Really any mixture of those things often with some guilt thrown in and maybe a little yelling if everyone's feeling exceptionally saucy that day.

Tuesday, July 13, 2010

First and Foremost

I'm hoping this will be the blog I keep up with. It's not really about anything aside from the trials of my life as an out lesbian. I'm young, in college, and not experimenting. I live in the smallest town in the shittiest midwestern state and being a proud dyke is not something people around here take very kindly to. But mostly it's just about how ridiculous my family is and how many ridiculous things I see on a daily basis.

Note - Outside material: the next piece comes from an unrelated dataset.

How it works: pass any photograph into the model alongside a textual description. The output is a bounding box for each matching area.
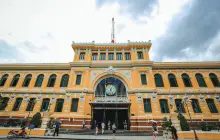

Like today when I was on the interstate and saw a piglet crossing the road. This is not a joke. A piglet crossing the interstate. Welcome to my life.

I went to high school at a small school but a pretty liberal school. Most of the gay community at my school was out by 15 or 16 and while I was a vehement ally I was not out, or even aware of my sexual orientation, and wouldn't be until I had my first significant other/partner/girlfriend in college. Also, as a women's studies major (yes, I'm that kind of dyke) I am aware that 'girlfriend' is not particularly the proper vernacular but that's what I'm going to use from now on.

Anyway, today's post is about this theory I have about myself called "poor girl, rich girl." I have never dated someone of my own socioeconomic class (lower-middle) I have always dated people of a higher socioeconomic class than me, and for no reason whatsoever it's just what has always happened. I don't expect to be paid for, in fact, I hate it so it's not like I'm money hungry. So my theory is this -- as an intelligent lower-class person I am an asset to the more well to do for a couple of reasons; I am, as I said, intelligent (I'm by no means a genius) so it's easy for people to accept that fact that I am poor because I make up for it by being of a slightly higher intelligence than people 'expect' from my social class. I also have 'indie' interests meaning that I am willing to look into things people do not expect people from my social class to research or be interested in. Finally, I am no competition for things like money or nicest house or nicest car because I have none of those things!

I am aware that this may sound terrible, but if you only knew my exes you would agree with me. If you don't already.